Thursday, March 05, 2009

losers weepers (9) little white balls and a red rose on the wall

When I was a little kid, my neighbours decided to buy a table-tennis... well... uhm table. It was kept under lock and key in the storage by the block entrance. However, each summer day, the guys in my block and their gang down the street would take the table out and start playing, organising matches. I love the sound that little white ball made and I was watching like hypnotised from my balcony, both its constant movement from one player's side to another and the fancy strokes one of them would sometimes put up for show.

I was rarely allowed outside on my own back then (and when I was, I was watched) but I used those occasions to watch from even closer. I had some paddles from my brother and sometimes I took them with me but I was usually too shy to ask (or maybe unconsciously wise enough to avoid a refusal) to play too so I usually settled with playing ball-boy. At some point, I know I did play a set with one of the 'grown-ups'. Till 6-0 that is.

My folks somehow disapproved of me fetching the balls for the guys, as well as of their company so when I wasn't allowed out, I vented my frustration guerrilla style, by throwing little lumps of earth from the flower pots on the balcony onto the ping pong table and quickly hiding in order not to be spotted (unnecessarily to say it was quite obvious it was me anyway).

And just as a side-comment of some significance: one of the guy's name was Mio (well, Miodrag actually)(whom 8-year old me thought was cute) and he was the prime suspect of scratching and drawing a red rose and the letters D and M onto the walls of our block's hallway. And that was somehow a bad thing, though I don't know why. Well, I know why scratching the walls is a bad thing, but the rose was kinda nice so I don't know why my brother was appalled by it. Much later did I find out that DM and the rose stood for Depeche Mode whom my brother as a declared rocker (though underground listener) felt the need to repudiate in public. Paranthesis closed.

Well, after a couple of years I got over the not-being-allowed-to-play-ping-pong drama of my life. I was old enough to be able to (difficultly) carry the table together with a neighbour's guy of my age. The guy had a net for it so we spent quite some afternoons ourselves playing. He also had a cool bycicle from his father (as some sort of compensation for him not being there anymore since his parents got separated, but his father was a cool guy himself) and I would sometimes ride around the block with him.

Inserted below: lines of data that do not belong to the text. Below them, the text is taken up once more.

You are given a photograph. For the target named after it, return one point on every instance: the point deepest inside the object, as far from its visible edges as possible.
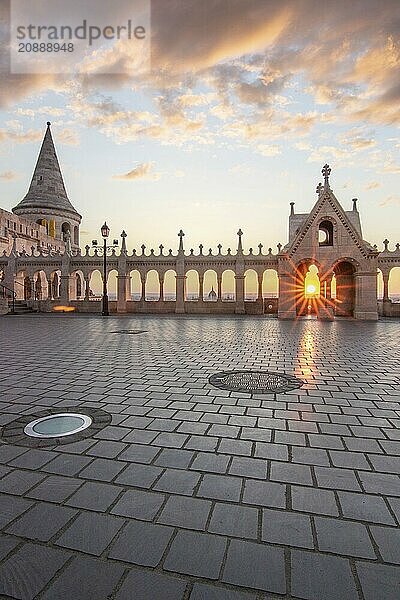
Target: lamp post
(105, 232)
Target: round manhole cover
(52, 427)
(57, 425)
(255, 382)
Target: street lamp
(105, 232)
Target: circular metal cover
(58, 425)
(51, 427)
(255, 382)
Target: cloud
(268, 150)
(141, 171)
(8, 175)
(392, 199)
(373, 185)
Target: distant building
(212, 296)
(45, 218)
(42, 261)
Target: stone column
(65, 289)
(123, 282)
(219, 287)
(385, 276)
(366, 305)
(386, 302)
(143, 292)
(201, 287)
(286, 296)
(180, 293)
(87, 288)
(72, 287)
(239, 293)
(260, 280)
(325, 309)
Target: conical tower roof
(47, 190)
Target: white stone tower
(47, 202)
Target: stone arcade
(54, 271)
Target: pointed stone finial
(240, 247)
(123, 245)
(181, 235)
(326, 171)
(14, 246)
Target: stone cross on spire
(123, 245)
(181, 235)
(326, 171)
(47, 190)
(240, 247)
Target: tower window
(325, 233)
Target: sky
(239, 109)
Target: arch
(192, 286)
(112, 284)
(152, 286)
(65, 230)
(40, 288)
(27, 288)
(308, 288)
(44, 223)
(136, 286)
(250, 285)
(95, 285)
(379, 285)
(270, 284)
(228, 286)
(54, 285)
(210, 286)
(345, 288)
(169, 288)
(325, 233)
(394, 284)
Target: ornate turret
(47, 202)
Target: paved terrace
(193, 492)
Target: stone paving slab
(192, 492)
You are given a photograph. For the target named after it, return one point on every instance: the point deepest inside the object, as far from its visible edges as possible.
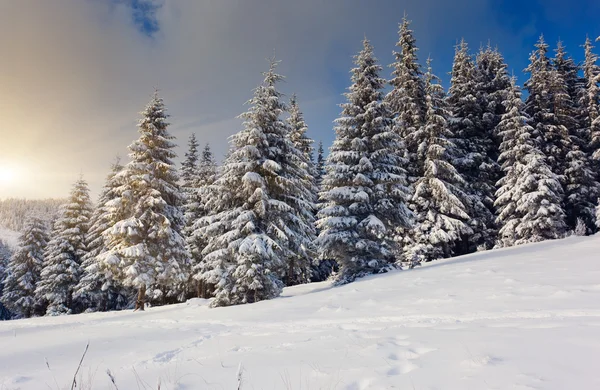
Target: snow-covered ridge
(518, 318)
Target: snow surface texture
(518, 318)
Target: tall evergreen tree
(529, 194)
(320, 167)
(580, 186)
(97, 289)
(591, 98)
(256, 224)
(5, 254)
(145, 248)
(189, 166)
(24, 269)
(407, 98)
(365, 187)
(65, 252)
(207, 174)
(440, 204)
(474, 151)
(546, 105)
(299, 265)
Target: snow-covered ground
(522, 318)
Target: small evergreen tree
(440, 211)
(65, 252)
(23, 270)
(97, 288)
(529, 194)
(145, 248)
(407, 98)
(364, 189)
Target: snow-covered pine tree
(365, 188)
(97, 289)
(474, 155)
(198, 208)
(24, 269)
(580, 186)
(5, 254)
(320, 167)
(529, 194)
(255, 227)
(65, 252)
(440, 210)
(547, 90)
(591, 98)
(189, 166)
(300, 265)
(407, 98)
(144, 248)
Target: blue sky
(78, 71)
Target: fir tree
(65, 252)
(474, 155)
(364, 189)
(189, 166)
(580, 186)
(299, 265)
(547, 106)
(97, 288)
(591, 98)
(145, 248)
(198, 208)
(23, 270)
(529, 194)
(407, 98)
(320, 167)
(255, 227)
(440, 209)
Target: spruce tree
(299, 265)
(144, 248)
(365, 187)
(580, 186)
(591, 98)
(256, 202)
(23, 270)
(189, 166)
(97, 288)
(529, 194)
(198, 208)
(440, 204)
(474, 154)
(65, 252)
(320, 167)
(407, 98)
(5, 254)
(547, 104)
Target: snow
(517, 318)
(9, 237)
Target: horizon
(79, 72)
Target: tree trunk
(139, 304)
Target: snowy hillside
(522, 318)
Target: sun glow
(8, 174)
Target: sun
(8, 174)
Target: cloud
(75, 73)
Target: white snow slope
(521, 318)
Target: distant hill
(14, 212)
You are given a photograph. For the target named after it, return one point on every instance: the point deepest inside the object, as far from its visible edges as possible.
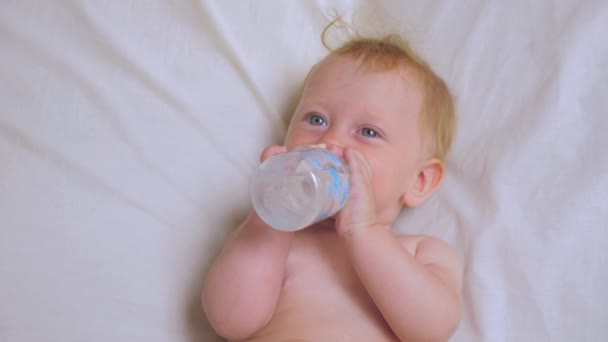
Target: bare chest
(323, 296)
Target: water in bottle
(293, 190)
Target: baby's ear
(430, 175)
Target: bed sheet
(129, 130)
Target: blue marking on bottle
(316, 163)
(324, 214)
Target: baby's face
(376, 113)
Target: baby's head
(379, 97)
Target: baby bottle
(293, 190)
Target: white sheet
(128, 131)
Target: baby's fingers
(272, 151)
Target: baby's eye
(370, 133)
(316, 120)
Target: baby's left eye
(370, 133)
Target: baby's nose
(336, 149)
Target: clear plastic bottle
(293, 190)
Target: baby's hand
(272, 151)
(359, 212)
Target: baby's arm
(415, 282)
(417, 292)
(243, 284)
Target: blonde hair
(392, 52)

On one of those occasion he tried to kissed me, as I figured out later, since I didn't have the faintest idea what the heck he wanted so I pushed him back and we nearly fell with the bike.

However, at some point later that year, with my neighbour's father moved away and the two other guys playing leaving the area, the big mean grown-ups (and hysterical old hags) decided that since no one in our block was playing, the table should move to another block's storage and it should stay there, since the constant clatter of the ball - the sound I so liked - was disturbing their summer afternoons' peace and quiet. Apparently me and the neighbour's boy were 'nobody'.

Thus, the table and its hypnotising little white ball went away; after a while the neighbour's boy went away too. And the red rose was painted over with fresh paint on a big renovation. Most of the times it's just like none of them really existed in the first place. Seems they are there though, in a dusty corner of my mind, ready for sudden keyword-triggered flashbacks. And the keyword of the day is 'ping-pong'. So...
darksander (3/5/2009 6:02:30 PM): credits go to me then.